Понять - простить - Краснов Петр Николаевич "Атаман" 12 стр.


На сером небе, над вокзалом, точно купы гигантских белых рощ, поднимались дымы паровозов.

Дали, исчезали в туманах, и везде был людный шумный город. Стремились люди, неслись такси, гремели автобусы. Везде было черно от раскрытых зонтиков. Сотен, тысяч зонтиков.

Стоя у окна, Светик чувствовал биение городского пульса. Он как бы охватывал его весь от le pres Saint Gervais до Courbevoie, чувствовал его сзади, кругом себя, с бесчисленными предместьями, парками, улицами и переулками. Город-эгоист, город-развратник, город-безбожник, Вавилон двадцатого века кипел и волновался, думая только о себе.

Как нигде, Светик понял, что Франция никогда не поможет, что франко-русский союз был и пропал. Сегодня он узнал, что французы переименовали avenue de Nikolas II. За что? За неизменную верность императора Николая II союзу, за то, что он жизнью своей и своей горячо любимой семьи заплатил за свое слово… Франция была скинута со счета еще тогда, когда он видел, как сингалезы, руководимые французскими офицерами, прикладами осаживали русских генералов и офицеров в Константинополе и на Лемносе. Сытый голодного не понимает. Здесь от каждого рабочего, солдата, крестьянина перло сытостью, здесь без бутылки petit vin (Слабое вино (фр.)) не садились за стол. Светик вспомнил их скудные обеды на работах. Бобы — картофель, бобы — вода составляли основу их пищи. Скверный кукурузный хлеб. Там считали на гроши, там за день работы получали копейки и ничего не могли купить. Там двигались, как тени, и в праздник, сбившись подле священника, тихо пели родные напевы Божественной литургии. Там смотрели на старые знамена и молились на символы. Там был Бог. Здесь миром правил диавол.

Светик окончил 1-й кадетский корпус и 1-е военное Павловское училище. Он шел по следам отца. Училище его времени мало походило на училище времени его отца, но дух был тот же. Крепкий дух дисциплины и исполнения долга. Война, революция, пребывание в Добровольческой армии его пошатнули, но не сломили. Для Светика радости жизни были в духовном, в исполнении долга, в любви к полку, к армии, к Государю и Родине. Он про нес их через все испытания. Полка не было, он растаял, развалился, исчезла армия, Государь был зверски замучен. Родина изгнала его, — но он не терял силы духа, не изменял убеждениям.

Городской шум раздражал его.

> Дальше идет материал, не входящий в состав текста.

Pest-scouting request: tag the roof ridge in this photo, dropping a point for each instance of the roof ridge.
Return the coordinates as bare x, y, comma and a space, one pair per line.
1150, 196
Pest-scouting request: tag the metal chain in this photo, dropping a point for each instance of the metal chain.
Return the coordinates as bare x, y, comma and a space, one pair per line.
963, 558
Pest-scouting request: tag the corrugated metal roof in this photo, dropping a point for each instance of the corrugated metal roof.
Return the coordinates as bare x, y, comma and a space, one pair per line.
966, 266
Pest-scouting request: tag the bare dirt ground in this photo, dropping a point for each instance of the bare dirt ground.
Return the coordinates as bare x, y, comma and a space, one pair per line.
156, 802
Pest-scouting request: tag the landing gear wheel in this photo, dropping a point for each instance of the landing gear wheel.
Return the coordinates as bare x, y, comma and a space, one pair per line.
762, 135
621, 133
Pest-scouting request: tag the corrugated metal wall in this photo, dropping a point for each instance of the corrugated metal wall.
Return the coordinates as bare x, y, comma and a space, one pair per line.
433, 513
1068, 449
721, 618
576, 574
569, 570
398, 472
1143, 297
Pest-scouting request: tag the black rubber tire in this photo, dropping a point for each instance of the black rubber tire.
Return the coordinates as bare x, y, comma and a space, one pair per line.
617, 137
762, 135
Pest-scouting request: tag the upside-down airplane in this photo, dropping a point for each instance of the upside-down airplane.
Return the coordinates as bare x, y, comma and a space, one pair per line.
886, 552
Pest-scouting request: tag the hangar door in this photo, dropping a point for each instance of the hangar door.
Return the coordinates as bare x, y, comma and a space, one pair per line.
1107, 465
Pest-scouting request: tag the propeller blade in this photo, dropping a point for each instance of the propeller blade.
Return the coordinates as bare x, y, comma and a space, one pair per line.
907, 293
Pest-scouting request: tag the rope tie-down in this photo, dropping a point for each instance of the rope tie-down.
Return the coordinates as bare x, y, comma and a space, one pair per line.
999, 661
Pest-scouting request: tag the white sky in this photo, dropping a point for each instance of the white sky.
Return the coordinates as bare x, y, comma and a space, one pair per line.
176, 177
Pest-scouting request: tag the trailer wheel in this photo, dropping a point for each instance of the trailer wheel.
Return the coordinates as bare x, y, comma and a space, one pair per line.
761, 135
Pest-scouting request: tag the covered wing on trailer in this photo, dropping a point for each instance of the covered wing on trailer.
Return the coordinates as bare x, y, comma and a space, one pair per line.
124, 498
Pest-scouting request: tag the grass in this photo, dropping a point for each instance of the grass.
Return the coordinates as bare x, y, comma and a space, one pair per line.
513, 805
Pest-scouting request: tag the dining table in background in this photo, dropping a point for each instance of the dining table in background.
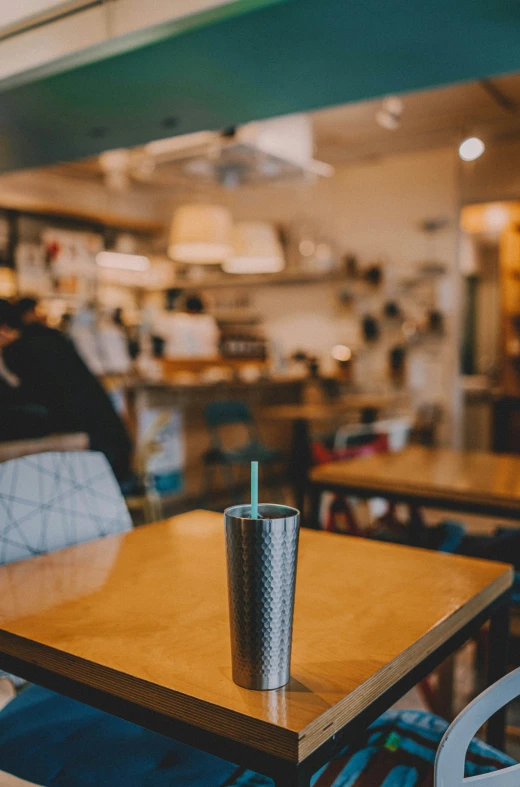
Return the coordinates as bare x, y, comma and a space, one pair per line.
137, 625
476, 482
367, 407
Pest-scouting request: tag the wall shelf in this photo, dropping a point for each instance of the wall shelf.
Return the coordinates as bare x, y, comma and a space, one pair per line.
252, 280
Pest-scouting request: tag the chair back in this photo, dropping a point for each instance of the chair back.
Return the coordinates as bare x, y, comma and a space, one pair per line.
57, 499
451, 756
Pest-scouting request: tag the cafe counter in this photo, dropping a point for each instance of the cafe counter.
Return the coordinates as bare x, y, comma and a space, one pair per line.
168, 425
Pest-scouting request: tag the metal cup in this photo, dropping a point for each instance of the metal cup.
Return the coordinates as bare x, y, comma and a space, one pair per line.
261, 562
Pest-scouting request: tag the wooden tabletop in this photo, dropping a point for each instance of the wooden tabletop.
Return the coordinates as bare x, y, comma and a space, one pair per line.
144, 616
329, 410
465, 479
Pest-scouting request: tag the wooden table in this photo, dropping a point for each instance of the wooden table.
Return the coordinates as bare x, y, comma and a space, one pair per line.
302, 415
137, 625
471, 481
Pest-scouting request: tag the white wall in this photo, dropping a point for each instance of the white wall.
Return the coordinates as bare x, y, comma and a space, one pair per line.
373, 210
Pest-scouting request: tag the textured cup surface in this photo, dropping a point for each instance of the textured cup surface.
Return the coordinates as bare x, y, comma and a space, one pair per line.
261, 560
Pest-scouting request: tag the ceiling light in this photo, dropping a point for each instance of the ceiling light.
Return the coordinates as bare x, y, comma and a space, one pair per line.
340, 352
256, 249
200, 234
123, 262
7, 282
471, 149
389, 116
114, 164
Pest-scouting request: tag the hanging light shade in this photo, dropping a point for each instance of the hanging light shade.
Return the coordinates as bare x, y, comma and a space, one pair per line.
200, 234
256, 249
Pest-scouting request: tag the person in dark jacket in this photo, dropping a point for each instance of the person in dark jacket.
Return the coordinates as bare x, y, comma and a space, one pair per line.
53, 375
19, 419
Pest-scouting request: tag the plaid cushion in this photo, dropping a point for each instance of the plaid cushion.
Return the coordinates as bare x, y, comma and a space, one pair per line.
398, 750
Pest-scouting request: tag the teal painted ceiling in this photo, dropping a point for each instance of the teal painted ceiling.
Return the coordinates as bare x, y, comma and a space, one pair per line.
278, 58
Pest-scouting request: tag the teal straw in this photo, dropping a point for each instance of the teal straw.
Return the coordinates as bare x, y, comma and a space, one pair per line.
254, 490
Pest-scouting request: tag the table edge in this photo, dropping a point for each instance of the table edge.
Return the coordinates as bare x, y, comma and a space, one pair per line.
344, 711
264, 736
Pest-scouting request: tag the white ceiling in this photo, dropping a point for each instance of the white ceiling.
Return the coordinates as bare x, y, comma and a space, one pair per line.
433, 118
13, 12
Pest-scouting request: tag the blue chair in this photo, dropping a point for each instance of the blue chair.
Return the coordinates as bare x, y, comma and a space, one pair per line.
232, 413
54, 741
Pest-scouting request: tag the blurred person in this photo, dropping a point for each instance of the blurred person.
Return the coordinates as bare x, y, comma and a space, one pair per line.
189, 333
53, 375
20, 419
28, 312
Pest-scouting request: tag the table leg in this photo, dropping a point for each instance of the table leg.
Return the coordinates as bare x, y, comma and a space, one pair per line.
295, 777
300, 463
497, 668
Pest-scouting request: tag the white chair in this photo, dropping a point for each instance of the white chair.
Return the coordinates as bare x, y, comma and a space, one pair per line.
54, 500
449, 763
57, 499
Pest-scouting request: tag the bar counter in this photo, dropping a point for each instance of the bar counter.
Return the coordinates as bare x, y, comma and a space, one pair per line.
192, 399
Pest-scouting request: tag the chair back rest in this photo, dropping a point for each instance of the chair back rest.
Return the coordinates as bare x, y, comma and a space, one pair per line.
449, 764
57, 499
227, 413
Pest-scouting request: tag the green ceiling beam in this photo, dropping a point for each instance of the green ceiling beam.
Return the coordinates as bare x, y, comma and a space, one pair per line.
249, 60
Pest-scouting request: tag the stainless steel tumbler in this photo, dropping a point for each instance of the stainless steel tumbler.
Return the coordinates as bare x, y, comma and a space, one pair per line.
261, 561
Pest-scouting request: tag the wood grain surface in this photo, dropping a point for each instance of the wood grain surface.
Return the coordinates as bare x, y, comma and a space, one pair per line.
143, 616
442, 474
330, 410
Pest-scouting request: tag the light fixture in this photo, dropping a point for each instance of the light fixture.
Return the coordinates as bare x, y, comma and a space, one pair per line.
7, 282
471, 149
115, 167
389, 116
200, 234
340, 352
122, 262
256, 249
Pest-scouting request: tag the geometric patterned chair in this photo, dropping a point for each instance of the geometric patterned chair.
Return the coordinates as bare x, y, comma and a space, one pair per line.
53, 500
57, 499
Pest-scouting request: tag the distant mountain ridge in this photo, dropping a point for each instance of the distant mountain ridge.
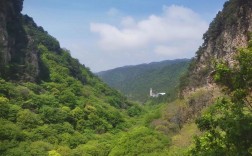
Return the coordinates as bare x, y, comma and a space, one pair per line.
135, 80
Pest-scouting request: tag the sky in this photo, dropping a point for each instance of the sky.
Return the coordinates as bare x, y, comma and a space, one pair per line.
105, 34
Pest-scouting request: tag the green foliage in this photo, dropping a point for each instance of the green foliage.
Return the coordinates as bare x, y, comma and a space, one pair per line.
227, 124
135, 81
140, 141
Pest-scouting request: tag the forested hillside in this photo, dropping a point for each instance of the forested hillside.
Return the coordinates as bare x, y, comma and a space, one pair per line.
135, 81
50, 104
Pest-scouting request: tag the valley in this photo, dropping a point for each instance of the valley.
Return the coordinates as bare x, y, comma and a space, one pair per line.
51, 104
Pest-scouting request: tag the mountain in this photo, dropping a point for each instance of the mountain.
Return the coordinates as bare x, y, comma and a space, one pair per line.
48, 100
135, 81
229, 31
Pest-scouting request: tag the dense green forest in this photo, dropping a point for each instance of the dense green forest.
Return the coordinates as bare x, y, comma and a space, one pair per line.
50, 104
135, 81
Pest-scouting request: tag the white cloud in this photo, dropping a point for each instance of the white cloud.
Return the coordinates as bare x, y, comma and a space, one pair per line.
176, 33
113, 12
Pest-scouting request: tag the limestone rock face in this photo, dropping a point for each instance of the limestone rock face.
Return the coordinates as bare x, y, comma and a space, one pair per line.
229, 31
18, 58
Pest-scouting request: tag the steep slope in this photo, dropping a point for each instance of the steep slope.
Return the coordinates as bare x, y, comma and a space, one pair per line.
48, 100
135, 81
229, 30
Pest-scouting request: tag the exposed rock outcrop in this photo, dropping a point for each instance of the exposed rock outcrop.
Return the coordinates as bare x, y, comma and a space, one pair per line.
228, 31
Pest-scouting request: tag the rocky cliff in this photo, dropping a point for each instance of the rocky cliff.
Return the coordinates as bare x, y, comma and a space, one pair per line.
229, 30
19, 39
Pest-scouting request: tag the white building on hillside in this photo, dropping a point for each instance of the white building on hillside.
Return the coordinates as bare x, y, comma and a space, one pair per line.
152, 94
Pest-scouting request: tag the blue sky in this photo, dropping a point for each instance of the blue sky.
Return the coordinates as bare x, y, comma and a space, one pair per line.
105, 34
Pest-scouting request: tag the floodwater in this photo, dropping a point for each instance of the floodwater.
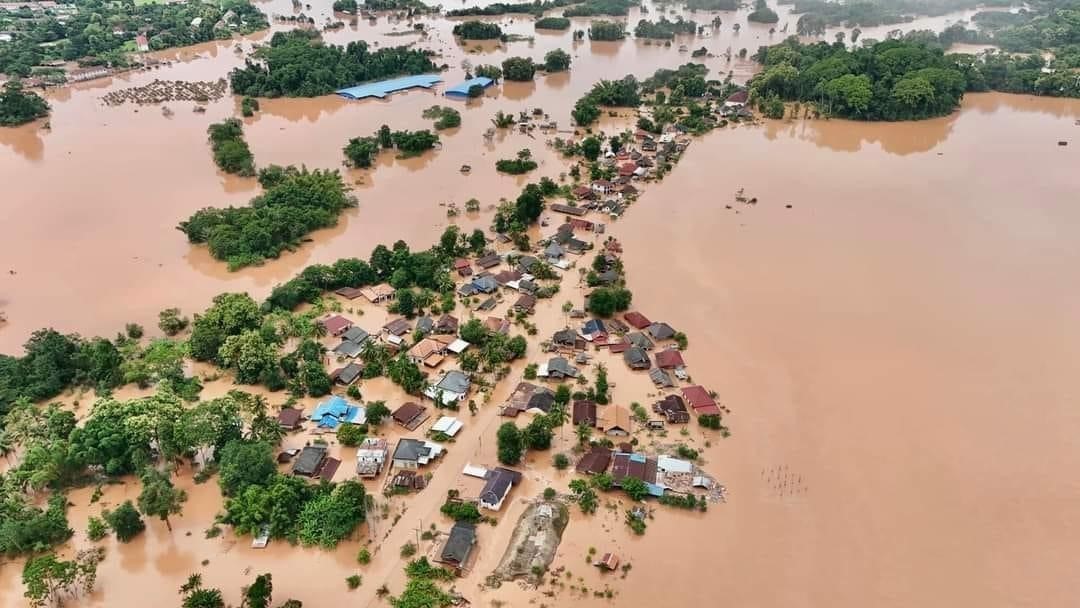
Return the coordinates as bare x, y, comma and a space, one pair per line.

Светик закрыл окно. Стало тише. Можно было сосредоточиться и продумать то, что было утром.

"Они не понимают отца… Они его никогда не поймут", — подумал Светик.

Он отстегнул ремни маленького чемодана и щелкнул замком ключа. Старый, заслуженный чемодан был раскрыт. На нем еще сохранилась на внутренней крышке маленькая наклейка в виде удлиненного ромба: "Мюллер. Петербург. Морская". Таких чемоданов заграница не знает. Он перенес все испытания и тревоги кочевой жизни Светика. На дне его, под смятыми рабочими штанами и грязным бельем, лежал тщательно завернутый в газетную бумагу пакет. Это были записки, дневник его отца. Их передал ему во время боев под Юзовкой, ранней весной 1919 года, какой-то капитан, перешедший со своей ротой на сторону добровольцев. Светик не знает, что сталось с этим капитаном. Кажется, контрразведка его расстреляла. Это были сумбурные страшные дни. Немцы покинули Украину. Союзники то соглашались занять ее, то отказывались, а, в общем, ушли даже из Одессы. Гетман уехал из Киева. В Киеве был Петлюра и большевики. Донской фронт, разлагаясь, катился к югу. Казаки ослабели, и на помощь им была двинута армия Май — Маевского.

Под Юзовкой, под Екатеринославом, были бои. То мобилизованные Деникиным солдаты целыми ротами, взяв под руки своих офицеров, уходили к большевикам, то оттуда являлись отдельные офицеры, солдаты, целые части. Их принимали, но им не доверяли. Контрразведка, руководимая молодыми людьми, разбирала их прошлое, копалась в совести этих людей и решала, кто может служить с "белыми".

В хмурый февральский день, когда над серым ноздреватым снегом поднималась голубеющая дымка, а в степи пахло горелой соломой, и на южных пристенах балок жирная чернела земля, Светика вызвали с нарочным в контрразведку, в Луганск, и там ему передали этот пакет, кем-то небрежно вскрытый.

— Это вам, капитан Кусков, один «товарищ» просил передать.

— Какой "товарищ"? — спросил Светик.

— Третьего дня к нам с ротой перешел. Сидел здесь. Пререкался с нами за то, что мы республиканцы. Монархист, подумаешь! Большевикам служил. Ленину и Троцкому лапы лобызал.

— Кто же он такой?

— Капитан Руднев, — отозвался с другого конца хаты юноша-контрразведчик с университетским значком на рубашке. — Как видно, кадровый старший офицер. Из солдат. Говорит, как простой народ. Мы ему говорим, что у нас воля народа прежде всего, что мы по старому пути не пойдем. Он вскипел: "Вы знаете, что такое воля народа? Это-грабь помещичьи усадьбы, громи жидов, режь племенной скот и одурманивай себя самогоном. Вот она — воля народа!"

— Что с таким разговаривать, — сказал передавший Светику пакет. — Видна птица по полету. Едва ли не провокатор.

— Где же он теперь? — спросил Светик.

— Не знаю. Послали в суд. Очень он подозрителен нам показался. Обличал наши тыловые порядки. Говорил, что никогда бы не перешел к нам, если бы знал, что мы не за царя идем.

— Психопат какой-то! — сказал контрразведчик с университетским значком. — Разве возможна теперь где-нибудь монархия?.. Абсурд. А? Как по-вашему?

— По-моему, — твердо выговорил Светик, — пока вы не напишете на своем знамени это великое, святое слово, у вас не будет победы.

— Ну что вы, Кусков! С Деникиным только потому и идут, что он без царя идет. Англичане и французы ни за что помогать не станут, если он выкинет на знамени монархические лозунги. А теперь — вся общественность с ним.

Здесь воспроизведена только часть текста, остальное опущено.